Vince Carter is 41 years old and at the tail end of his illustrious career. Playing for the rebuilding Atlanta Hawks in his 21st season, Carter is definitely thinking about championships.

While there’s little doubt Carter will eventually end up in the Naismith Basketball Hall of Fame in Springfield, Massachusetts, there’s still a gaping void that devoted fans wish the player could fill before he hangs his sneakers for good. It might be far too late in his hoops journey, but winning an NBA title would be the icing on the cake.

And honestly, there’s no better place to do it than in Toronto, the city that first welcomed him as a full-fledged professional basketball player.

After an acrimonious breakup in 2004, Carter’s love affair with Toronto gradually warmed up over the years.
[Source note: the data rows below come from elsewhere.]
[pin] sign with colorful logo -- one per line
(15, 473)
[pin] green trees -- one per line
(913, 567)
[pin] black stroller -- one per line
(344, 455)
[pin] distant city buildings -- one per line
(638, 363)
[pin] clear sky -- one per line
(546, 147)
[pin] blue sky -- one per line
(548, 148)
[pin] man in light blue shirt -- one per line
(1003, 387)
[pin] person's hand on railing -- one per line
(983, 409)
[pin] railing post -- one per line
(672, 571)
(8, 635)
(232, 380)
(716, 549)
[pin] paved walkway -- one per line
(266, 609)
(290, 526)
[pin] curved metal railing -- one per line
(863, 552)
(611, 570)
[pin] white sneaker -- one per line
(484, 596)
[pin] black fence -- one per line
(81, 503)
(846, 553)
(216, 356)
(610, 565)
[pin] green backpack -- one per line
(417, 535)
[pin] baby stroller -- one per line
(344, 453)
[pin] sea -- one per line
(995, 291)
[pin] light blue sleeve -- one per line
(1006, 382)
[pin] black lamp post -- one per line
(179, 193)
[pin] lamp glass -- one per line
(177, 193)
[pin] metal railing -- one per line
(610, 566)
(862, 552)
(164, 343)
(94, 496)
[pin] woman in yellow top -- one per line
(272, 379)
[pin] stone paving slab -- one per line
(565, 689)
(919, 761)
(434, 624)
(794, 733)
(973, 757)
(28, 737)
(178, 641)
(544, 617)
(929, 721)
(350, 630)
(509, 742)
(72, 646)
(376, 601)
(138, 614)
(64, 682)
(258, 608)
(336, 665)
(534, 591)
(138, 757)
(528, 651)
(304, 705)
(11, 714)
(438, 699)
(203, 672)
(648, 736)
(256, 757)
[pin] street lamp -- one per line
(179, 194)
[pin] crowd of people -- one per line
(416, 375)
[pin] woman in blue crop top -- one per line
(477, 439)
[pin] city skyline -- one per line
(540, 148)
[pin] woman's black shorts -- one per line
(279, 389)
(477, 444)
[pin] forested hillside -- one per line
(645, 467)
He’s getting tribute videos and lots of love each time he steps foot in Scotiabank Arena, formerly the Air Canada Center.

The last return game?

On Tuesday, Carter returned once again to his former turf as the Hawks played the Raptors. Vinsanity managed only six points on 2-of-6 shooting (all from 3-point area) in 13 minutes of play. Yeah, it’s a far cry from the Half-Man, Half-Amazing player during his primer; nevertheless, he still electrifies the arena.

The prospect of an emotional return

Carter is adamant he will keep going even past his 40s. Who knows? He could be returning next season at the age of 41.

On the other hand, why wait for next year? For over 20 years since their inaugural season, the Raptors haven’t been this poised for a championship run.

Yes, they made it in their first conference finals a few years back, but there’s something in the air this year. Maybe, it’s Kawhi Leonards stellar play or Pascal Siakam’s emergence as a multi-tool forward.

Maybe, it’s the year when Toronto breaks through the East playoff barrier.

Carter, who is averaging 7.3 points on 40.9 percent FG shooting (37 percent from 3s) in just over 17 minutes per game, is a perfect midseason pickup for the Raptors.

You say why? Well, it’s because it probably takes only a second-round pick and a filler contract to get a highly-professional veteran and another locker room leader for a title-contending squad.

Carter will bring back that Air Canada electricity every time he comes off the bench, no matter how limited his playing time would be. Sometimes, it’s the unsung heroes who actually win the game.

It might be wishful thinking perhaps. After all, Masai Ujiri isn’t fond of making midseason trades, unless the team really needs it. However, it would be an awesome narrative to see Carter not only playing for the Raptors but helping them compete for a title around 15 years after his departure. It is a nostalgia-filled Hollywood story we must look out for at the trade deadline, exactly a month from now.